While mostly a character piece that revolves around the main trio, there are some moments over the movie that can thrill or even scare you. While not jump scares, there are reveals that are designed purely to shock the viewer (the hanged people at the school, the vomiting girl) and one scene is so frantic and well-acted that you cannot help but feel totally invested in their plight (specifically, Cole being locked away at the birthday party). These moments largely stop once Cole learns more about the nature of ghosts and commits to helping them instead. I think this leads to a slightly weaker second half which feels like it could have been an episode of a TV show where Cole helps out a different soul each week – though I’ll admit the whole funeral sequence was very touching.
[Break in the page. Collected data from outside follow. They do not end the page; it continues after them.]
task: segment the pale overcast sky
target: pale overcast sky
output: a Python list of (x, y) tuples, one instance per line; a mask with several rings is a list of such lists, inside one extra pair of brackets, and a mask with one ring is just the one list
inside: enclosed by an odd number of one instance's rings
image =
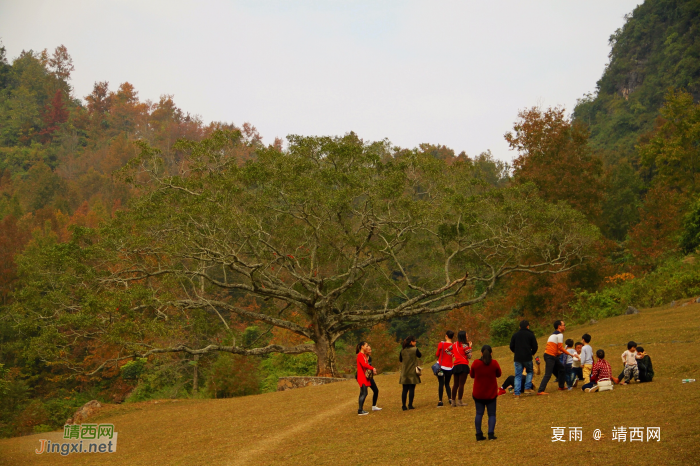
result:
[(518, 110), (571, 112), (638, 3), (0, 0), (0, 38), (10, 59), (64, 44), (76, 97), (129, 81), (266, 143), (355, 131), (511, 160)]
Additionally, I felt like the whole “new boyfriend” sub-plot with Crowe’s wife/widow could have been dropped. Knowing the twist, it just feels like purely inauthentic drama that disrespects the viewer. It slows the movie down and takes time away from the gripping Cole plot. Saying that, this is as someone who does know the twist and is speaking with 22 years of hindsight.
Overall though, The Sixth Sense really lived up to its reputation. It’s like a mishmash of mystery, horror, thriller and drama and I think it works really well. Bruce Willis is always a star no matter his role and it’s really cool to see Haley Joel Osment as a tiny kid before he was Sora or that mind-reader from The Boys. The characters are extremely well-written and while the ending is a little abrupt, it will leave you feeling satisfied.
Verdict: it’s a piece of legendary cinema history – watch it, probably.